Soulignant que "le travail journalistique n'est pas un délit", le ministre allemand de la Culture Wolfram Weimer a estimé que M. Uludag "doit être libéré", jugeant "sans fondement" les accusations portées contre lui, selon des déclarations transmises à l'AFP.
"La Deutsche Welle et ses collaborateurs doivent pouvoir travailler librement en Turquie et rendre compte de l'actualité en toute indépendance", a insisté M. Weimer.
Selon la Deutsche Welle, les poursuites portent notamment sur "un message publié sur X il y a environ un an et demi" dans lequel Alican Uludag "critique des mesures prises par le gouvernement turc qui auraient conduit à la libération de possibles terroristes" de l'organisation Etat islamique et accuse les autorités de "corruption".

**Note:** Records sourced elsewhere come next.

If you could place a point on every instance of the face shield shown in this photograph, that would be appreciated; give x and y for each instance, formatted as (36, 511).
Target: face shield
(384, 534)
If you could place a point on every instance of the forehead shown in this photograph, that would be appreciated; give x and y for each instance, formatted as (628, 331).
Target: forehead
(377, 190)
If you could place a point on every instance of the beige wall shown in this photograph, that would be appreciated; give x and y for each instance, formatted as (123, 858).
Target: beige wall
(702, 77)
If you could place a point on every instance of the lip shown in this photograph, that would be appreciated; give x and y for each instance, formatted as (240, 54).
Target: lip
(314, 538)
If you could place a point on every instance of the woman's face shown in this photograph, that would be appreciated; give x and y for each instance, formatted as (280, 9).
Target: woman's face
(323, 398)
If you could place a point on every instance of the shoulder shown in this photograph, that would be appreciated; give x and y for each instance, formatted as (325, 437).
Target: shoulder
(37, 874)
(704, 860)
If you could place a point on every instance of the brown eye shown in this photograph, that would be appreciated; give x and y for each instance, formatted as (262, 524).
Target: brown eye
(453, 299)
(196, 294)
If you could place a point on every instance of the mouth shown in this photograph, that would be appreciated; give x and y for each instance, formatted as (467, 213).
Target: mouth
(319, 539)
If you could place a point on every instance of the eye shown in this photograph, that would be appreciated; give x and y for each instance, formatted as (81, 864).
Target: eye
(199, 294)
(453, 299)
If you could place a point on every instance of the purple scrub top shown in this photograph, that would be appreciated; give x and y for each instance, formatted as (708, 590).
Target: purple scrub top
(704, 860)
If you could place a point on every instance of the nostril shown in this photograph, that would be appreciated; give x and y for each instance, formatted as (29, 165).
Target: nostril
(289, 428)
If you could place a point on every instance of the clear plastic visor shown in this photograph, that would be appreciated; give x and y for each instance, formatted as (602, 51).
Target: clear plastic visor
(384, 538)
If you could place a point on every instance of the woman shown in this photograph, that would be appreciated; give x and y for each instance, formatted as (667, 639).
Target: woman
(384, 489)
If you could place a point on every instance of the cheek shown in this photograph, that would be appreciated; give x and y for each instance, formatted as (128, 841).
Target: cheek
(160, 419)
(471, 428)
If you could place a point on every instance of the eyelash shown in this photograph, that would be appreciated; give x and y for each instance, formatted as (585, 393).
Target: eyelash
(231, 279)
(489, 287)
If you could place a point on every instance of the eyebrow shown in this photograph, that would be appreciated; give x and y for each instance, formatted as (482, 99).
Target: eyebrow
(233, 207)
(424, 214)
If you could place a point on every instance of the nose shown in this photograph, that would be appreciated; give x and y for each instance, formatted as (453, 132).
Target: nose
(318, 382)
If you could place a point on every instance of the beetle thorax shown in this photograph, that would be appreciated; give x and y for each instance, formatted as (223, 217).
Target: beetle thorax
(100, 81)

Journaliste pour le service en turc de la Deutsche Welle, M. Uludag, né en 1986, a également été interrogé au cours de sa garde à vue sur une vingtaine d'autres de ses publications sur les réseaux sociaux, selon l'ONG turque de défense des droits de l'Homme MLSA.
- "Purge" -
"Si nous ne pouvons pas critiquer le président, alors pourquoi faisons-nous du journalisme ?", a déclaré le journaliste turc lors de son interrogatoire, selon Deutsche Welle, dont la directrice générale Barbara Massing a dénoncé une arrestation "politiquement motivée".

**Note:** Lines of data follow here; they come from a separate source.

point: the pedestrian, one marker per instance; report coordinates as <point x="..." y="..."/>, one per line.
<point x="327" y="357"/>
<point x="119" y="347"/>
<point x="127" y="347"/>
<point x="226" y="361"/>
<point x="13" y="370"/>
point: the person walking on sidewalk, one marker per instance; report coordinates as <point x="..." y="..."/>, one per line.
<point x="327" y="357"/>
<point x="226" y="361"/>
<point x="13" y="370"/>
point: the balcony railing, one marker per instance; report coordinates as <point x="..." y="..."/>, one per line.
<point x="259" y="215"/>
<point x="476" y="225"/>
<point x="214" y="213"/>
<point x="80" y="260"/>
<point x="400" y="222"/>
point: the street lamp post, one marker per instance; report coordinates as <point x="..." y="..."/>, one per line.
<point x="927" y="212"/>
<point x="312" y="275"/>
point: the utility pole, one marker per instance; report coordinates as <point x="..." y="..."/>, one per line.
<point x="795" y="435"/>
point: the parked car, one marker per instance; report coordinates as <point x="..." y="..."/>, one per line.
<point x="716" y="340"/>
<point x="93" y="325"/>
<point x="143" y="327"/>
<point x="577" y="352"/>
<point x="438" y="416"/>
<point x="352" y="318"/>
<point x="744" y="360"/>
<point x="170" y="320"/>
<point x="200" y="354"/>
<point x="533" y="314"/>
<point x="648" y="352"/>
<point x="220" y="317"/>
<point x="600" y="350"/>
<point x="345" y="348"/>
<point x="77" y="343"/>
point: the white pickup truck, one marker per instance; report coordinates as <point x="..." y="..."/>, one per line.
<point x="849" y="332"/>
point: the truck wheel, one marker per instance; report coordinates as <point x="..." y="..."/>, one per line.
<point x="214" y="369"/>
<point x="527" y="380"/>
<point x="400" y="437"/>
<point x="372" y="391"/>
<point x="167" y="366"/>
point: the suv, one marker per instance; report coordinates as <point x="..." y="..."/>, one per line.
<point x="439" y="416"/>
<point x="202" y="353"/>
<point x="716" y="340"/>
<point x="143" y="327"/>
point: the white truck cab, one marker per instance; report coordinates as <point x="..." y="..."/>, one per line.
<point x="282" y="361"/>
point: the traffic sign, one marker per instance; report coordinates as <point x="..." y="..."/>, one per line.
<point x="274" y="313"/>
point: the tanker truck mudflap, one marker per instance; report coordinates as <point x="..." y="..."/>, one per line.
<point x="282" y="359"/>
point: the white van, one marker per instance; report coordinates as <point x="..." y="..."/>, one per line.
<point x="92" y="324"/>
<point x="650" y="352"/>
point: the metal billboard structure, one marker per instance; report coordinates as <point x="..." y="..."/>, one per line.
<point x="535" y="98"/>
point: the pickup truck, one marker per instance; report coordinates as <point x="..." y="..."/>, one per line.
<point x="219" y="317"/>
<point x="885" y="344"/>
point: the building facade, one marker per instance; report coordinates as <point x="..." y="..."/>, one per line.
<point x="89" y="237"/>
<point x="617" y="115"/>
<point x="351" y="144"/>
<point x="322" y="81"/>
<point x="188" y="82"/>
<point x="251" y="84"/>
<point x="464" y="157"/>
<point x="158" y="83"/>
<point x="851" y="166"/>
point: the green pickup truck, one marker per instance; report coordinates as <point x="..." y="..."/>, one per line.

"Ecrire la vérité ne saurait être considéré comme un crime", a ajouté Alican Uladag face aux enquêteurs, se disant victime d'une "purge visant les voix critiques".
Dans un communiqué commun, 12 syndicats et associations de journalistes turcs ont estimé qu'Alican Uludag "est la dernière victime en date de la récente vague de criminalisation de notre profession".

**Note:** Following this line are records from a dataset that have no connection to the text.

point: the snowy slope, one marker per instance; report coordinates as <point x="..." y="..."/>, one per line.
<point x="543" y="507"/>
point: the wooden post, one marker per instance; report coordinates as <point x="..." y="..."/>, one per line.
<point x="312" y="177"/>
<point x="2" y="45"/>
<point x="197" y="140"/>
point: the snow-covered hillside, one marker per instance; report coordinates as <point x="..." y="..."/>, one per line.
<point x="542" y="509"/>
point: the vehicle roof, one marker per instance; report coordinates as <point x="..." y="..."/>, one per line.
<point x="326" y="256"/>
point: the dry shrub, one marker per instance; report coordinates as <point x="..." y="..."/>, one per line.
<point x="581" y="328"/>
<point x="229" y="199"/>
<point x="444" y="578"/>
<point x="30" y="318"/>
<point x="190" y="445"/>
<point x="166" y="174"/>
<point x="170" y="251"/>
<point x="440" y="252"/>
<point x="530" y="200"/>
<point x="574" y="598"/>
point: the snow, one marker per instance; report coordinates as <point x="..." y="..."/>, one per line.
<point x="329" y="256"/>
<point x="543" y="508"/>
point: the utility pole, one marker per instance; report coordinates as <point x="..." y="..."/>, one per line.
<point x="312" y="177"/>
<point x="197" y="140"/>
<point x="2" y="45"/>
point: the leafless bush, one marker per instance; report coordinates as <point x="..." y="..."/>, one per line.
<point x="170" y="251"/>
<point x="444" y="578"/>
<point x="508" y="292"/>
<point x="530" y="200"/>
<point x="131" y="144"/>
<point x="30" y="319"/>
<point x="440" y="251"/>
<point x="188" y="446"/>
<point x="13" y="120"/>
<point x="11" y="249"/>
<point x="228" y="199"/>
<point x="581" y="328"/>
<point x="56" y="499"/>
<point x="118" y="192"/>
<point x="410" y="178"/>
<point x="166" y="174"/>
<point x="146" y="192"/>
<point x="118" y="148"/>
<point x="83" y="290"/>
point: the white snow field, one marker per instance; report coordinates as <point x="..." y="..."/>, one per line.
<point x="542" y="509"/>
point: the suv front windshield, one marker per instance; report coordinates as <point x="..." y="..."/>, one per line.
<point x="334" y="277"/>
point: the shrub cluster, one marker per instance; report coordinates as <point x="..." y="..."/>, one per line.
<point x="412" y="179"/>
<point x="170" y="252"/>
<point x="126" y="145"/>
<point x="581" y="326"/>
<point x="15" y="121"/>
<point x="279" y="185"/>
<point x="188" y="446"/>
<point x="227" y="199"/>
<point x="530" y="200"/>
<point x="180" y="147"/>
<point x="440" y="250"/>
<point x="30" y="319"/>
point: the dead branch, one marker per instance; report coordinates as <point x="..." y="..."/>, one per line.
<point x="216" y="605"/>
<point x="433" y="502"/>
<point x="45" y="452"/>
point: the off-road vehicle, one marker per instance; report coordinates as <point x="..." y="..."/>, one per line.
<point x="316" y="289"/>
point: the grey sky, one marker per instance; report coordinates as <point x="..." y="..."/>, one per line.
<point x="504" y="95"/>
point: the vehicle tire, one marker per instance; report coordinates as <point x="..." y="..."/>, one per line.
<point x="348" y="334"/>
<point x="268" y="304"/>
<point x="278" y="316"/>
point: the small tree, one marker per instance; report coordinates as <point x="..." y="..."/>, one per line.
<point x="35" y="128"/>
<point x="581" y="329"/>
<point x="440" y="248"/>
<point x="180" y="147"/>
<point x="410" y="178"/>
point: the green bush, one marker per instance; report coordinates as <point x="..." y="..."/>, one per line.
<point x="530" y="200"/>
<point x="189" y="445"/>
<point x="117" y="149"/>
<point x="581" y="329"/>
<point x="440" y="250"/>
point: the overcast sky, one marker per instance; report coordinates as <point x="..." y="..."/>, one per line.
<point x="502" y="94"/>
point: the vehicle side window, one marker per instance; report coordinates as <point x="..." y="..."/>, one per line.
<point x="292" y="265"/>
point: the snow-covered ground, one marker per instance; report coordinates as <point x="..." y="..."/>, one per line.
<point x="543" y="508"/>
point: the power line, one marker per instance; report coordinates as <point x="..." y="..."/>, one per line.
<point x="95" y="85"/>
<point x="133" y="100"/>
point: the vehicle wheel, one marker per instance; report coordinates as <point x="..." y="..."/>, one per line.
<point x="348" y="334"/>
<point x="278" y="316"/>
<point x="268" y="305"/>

"L'information est désormais considérée comme de la désinformation, c'est-à-dire un délit, et les opinions personnelles sont assimilées à de la diffamation", ajoutent-ils en exigeant la libération immédiate du journaliste.
"Alican Uludag, journaliste renommé travaillant pour @dw_turkce, a été arrêté hier à son domicile par 30 policiers (...) Voilà la réalité des normes démocratiques en #Türkiye", a écrit sur X le rapporteur sur la Turquie au Parlement européen, Nacho Sanchez Amor.
Özgür Özel, patron du Parti républicain du peuple (CHP, social-démocrate), principale force de l'opposition turque, a dénoncé un "acte de tyrannie", appelant lui aussi à la libération du journaliste.
"Les autorités turcs n'ont jamais été aussi audacieuses dans leur répression du droit à l'information", a déclaré à l'AFP Erol Önderoglu, représentant en Turquie de Reporters sans frontières (RSF), jugeant que M. Uludag "a pu déranger le pouvoir en raison de ses investigations".
RSF place la Turquie à la 159e place sur 180 de son classement de la liberté de la presse, entre le Pakistan et le Venezuela.